Heavy multivitamin use linked to prostate cancer

May 16, 2007 in Cancer Prevention, Men's Health, Nutrition Topics in the News

Heavy multivitamin use linked to prostate cancer

While regular multivitamin use is not linked with early or localized prostate cancer, taking too many multivitamins may be associated with an increased risk for advanced or fatal prostate cancers, according to a study in the May 16 issue of the Journal of the National Cancer Institute.

Researchers have wondered what impact multivitamin use might have on cancer risk. A research team from the National Cancer Institute in Bethesda, Md., and colleagues followed 295,344 men enrolled in the National Institutes of Health-AARP Diet and Health Study to determine the association between multivitamin use and prostate cancer risk.

After five years of follow-up, 10,241 men were diagnosed with prostate cancer, including 8,765 with localized cancers and 1,476 with advanced cancers.

The researchers found no association between multivitamin use and the risk of localized prostate cancer. But they did find an increased risk of advanced and fatal prostate cancer among men who used multivitamins more than seven times a week, compared with men who did not use multivitamins.

The association was strongest in men with a family history of prostate cancer and men who also took selenium, beta-carotene, or zinc supplements.  For example, men who used a zinc supplement in addition to heavy multivitamin use were more than four times as likely to develop fatal prostate cancer than men who used only a multivitamin daily or less than daily.

This "could be due to nonessential, potentially harmful trace elements contained in zinc supplements, such as cadmium, a known carcinogen," the researchers said.

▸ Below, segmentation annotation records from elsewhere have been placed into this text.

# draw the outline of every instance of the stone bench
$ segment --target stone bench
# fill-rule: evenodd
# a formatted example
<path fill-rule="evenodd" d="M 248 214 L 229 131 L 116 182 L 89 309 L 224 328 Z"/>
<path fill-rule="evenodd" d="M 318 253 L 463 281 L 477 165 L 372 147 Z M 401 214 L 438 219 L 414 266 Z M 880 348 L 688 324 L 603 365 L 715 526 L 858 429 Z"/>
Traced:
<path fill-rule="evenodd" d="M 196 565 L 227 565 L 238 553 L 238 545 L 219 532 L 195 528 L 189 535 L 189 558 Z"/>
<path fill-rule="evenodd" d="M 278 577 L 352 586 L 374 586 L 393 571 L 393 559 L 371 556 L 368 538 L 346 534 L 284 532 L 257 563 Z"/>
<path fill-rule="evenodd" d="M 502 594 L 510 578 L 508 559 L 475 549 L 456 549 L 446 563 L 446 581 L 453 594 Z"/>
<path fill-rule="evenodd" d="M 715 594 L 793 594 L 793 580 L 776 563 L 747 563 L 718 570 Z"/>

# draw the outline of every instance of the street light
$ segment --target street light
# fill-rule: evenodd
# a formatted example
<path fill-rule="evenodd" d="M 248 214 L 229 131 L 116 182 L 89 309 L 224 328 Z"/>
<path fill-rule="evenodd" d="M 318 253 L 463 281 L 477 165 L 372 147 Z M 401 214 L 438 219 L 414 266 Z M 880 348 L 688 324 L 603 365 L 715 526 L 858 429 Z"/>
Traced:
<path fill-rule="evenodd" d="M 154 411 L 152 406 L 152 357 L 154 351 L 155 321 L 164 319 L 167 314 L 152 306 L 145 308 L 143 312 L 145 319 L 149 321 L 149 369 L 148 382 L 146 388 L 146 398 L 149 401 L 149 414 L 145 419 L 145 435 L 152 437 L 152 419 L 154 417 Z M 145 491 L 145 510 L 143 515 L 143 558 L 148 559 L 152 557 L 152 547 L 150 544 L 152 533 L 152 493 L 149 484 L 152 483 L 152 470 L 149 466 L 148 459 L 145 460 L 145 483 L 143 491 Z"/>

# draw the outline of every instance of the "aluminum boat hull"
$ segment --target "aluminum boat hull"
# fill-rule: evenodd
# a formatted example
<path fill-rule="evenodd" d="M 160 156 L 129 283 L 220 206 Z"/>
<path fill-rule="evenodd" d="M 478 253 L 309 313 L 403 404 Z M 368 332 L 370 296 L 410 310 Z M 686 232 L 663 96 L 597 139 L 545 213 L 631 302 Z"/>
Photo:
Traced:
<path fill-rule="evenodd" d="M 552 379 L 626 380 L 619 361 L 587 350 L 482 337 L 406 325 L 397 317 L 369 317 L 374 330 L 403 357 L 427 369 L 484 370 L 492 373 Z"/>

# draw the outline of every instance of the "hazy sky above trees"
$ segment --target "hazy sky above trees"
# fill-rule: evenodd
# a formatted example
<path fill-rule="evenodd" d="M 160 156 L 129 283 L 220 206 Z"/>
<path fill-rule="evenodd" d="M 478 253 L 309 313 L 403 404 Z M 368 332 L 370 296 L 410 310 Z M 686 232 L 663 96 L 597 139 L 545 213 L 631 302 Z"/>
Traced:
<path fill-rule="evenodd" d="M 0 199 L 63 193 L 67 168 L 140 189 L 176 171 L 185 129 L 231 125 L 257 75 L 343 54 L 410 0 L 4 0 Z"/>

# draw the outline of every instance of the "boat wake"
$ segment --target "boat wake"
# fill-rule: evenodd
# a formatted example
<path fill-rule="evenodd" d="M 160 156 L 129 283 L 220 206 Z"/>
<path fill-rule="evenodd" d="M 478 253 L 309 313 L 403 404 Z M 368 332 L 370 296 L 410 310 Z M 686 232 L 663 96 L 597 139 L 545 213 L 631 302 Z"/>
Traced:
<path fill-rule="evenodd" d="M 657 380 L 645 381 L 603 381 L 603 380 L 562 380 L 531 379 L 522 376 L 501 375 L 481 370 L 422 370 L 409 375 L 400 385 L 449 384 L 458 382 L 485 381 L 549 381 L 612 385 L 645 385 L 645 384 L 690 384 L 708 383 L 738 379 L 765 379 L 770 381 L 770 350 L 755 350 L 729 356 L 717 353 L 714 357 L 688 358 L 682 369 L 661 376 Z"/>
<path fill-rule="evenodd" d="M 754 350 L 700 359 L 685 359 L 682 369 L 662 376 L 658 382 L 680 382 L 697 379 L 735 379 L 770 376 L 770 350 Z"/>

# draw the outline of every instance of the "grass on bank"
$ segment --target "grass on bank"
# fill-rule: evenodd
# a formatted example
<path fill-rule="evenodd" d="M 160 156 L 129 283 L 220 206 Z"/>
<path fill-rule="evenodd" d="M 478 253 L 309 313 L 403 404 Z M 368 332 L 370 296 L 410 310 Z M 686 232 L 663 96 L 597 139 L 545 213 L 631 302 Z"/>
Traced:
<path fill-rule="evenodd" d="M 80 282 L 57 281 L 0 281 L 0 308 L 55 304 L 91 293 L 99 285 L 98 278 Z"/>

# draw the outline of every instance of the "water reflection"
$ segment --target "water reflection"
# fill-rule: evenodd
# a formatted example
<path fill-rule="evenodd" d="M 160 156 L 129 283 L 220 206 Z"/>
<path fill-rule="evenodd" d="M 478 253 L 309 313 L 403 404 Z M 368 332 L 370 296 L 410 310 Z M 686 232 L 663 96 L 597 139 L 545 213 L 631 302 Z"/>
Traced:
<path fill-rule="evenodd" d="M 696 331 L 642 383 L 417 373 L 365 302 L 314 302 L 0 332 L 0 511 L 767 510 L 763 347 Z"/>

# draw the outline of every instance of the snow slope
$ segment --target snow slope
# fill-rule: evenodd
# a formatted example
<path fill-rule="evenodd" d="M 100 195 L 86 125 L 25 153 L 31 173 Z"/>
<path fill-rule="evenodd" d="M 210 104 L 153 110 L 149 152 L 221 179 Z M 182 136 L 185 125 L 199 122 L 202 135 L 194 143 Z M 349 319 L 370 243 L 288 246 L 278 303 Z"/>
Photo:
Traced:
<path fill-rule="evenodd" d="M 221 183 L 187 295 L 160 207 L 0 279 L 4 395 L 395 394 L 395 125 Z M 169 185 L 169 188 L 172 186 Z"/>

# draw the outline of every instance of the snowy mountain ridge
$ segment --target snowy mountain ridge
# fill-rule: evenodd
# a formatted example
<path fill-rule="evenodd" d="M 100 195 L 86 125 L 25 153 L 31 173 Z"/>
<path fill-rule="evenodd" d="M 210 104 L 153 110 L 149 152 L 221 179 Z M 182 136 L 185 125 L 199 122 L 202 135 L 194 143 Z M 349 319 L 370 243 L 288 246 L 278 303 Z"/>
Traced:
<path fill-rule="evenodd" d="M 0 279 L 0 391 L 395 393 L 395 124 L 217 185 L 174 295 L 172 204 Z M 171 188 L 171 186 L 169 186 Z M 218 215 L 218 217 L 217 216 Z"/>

The researchers say that excessive intake of certain individual micronutrients that are used in combination with multivitamins may be the underlying factor that is related to risk and not the multivitamins themselves.

 "Because multivitamin supplements consist of a combination of several vitamins and men using high levels of multivitamins were also more likely to take a variety of individual supplements, we were unable to identify or quantify individual components responsible for the associations that we observed," the authors write.

While similar smaller studies have also suggested a link between high-dose multivitamin use and prostate cancer - further studies are needed.

 

According to the Canadian Cancer Society, prostate cancer is the most common form of cancer for Canadian men.  It is estimated that 1 in 8 men will develop prostate cancer in their lifetime - usually after the age of 60, while 1 in 27 will die from the disease.